Given an array of words and a length L, format the text such that each line has exactly L characters and is fully (left and right) justified.

You should pack your words in a greedy approach; that is, pack as many words as you can in each line. Pad extra spaces ' ' when necessary so that each line has exactly L characters.

Extra spaces between words should be distributed as evenly as possible. If the number of spaces on a line do not divide evenly between words, the empty slots on the left will be assigned more spaces than the slots on the right.

For the last line of text, it should be left justified and no extra space is inserted between words.

For example,
words: ["This", "is", "an", "example", "of", "text", "justification."]
L: 16.

Return the formatted lines as:
[
"This is an",
"example of text",
"justification. "
]
Note: Each word is guaranteed not to exceed L in length.

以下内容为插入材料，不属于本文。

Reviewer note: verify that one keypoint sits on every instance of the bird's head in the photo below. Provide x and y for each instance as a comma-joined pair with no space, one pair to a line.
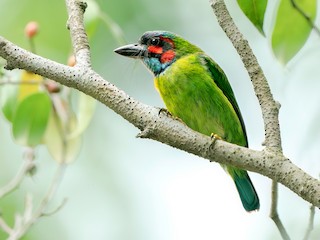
158,50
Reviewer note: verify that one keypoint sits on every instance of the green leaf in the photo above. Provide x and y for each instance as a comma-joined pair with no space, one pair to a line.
291,29
62,148
31,118
254,10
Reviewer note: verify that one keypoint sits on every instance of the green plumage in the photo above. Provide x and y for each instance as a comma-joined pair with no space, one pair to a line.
195,89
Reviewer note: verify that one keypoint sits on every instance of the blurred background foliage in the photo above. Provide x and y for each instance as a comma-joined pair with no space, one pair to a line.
120,187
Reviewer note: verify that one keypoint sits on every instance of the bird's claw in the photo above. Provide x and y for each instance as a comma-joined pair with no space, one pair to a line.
165,111
214,137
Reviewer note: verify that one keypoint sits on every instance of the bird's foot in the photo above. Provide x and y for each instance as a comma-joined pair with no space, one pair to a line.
165,111
168,114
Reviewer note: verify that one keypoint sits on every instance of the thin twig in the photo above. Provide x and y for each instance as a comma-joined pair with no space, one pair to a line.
4,226
27,165
30,82
305,16
29,219
274,211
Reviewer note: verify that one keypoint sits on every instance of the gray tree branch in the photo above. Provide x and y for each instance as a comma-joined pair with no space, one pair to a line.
269,107
161,127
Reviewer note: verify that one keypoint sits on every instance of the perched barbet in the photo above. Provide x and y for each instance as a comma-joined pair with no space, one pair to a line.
196,90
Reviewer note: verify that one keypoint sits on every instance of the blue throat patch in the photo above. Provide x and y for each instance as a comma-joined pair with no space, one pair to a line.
155,65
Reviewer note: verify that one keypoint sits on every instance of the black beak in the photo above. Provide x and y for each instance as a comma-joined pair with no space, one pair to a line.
131,50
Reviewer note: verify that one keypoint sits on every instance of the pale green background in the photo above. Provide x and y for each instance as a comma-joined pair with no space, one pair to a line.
123,188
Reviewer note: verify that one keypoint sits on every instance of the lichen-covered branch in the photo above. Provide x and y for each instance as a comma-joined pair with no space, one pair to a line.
269,107
161,127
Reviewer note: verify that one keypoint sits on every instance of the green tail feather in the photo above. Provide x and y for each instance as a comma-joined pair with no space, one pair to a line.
248,194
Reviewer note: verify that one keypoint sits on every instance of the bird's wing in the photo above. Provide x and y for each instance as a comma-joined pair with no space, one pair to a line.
222,82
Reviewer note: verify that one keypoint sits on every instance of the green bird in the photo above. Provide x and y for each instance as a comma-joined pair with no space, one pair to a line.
196,90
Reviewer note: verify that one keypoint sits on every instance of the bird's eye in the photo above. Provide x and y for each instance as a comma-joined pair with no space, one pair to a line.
154,41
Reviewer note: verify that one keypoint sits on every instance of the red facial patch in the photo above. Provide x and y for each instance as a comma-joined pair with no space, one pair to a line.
155,49
167,56
168,40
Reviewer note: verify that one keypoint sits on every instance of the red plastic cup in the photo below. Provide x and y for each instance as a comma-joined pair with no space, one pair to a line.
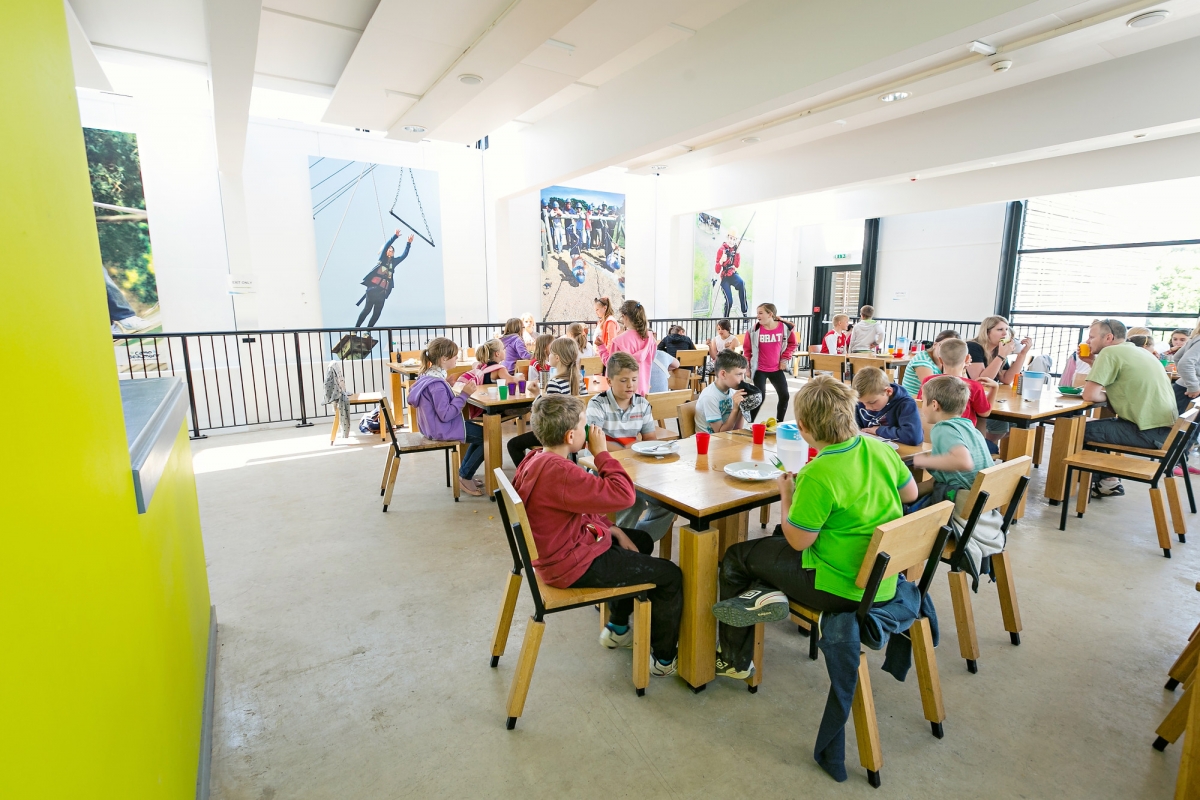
760,432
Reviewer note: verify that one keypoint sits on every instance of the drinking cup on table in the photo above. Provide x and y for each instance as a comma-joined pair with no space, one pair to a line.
759,431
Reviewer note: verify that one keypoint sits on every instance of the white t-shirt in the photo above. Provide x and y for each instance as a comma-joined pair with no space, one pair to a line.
713,405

click to show corner cases.

Corner Cases:
A line other than the last line might contain only one word. What should you do in this case?
In this case, that line should be left-justified.

 怎么说呢,这道题不难,但是略烦,毫无疑问的是,该题肯定可以用递归实现。

算法思想:

1. 首先需要从数组中挑出几个可以组成一个String的元素(这有两种情况,是不是最后一行)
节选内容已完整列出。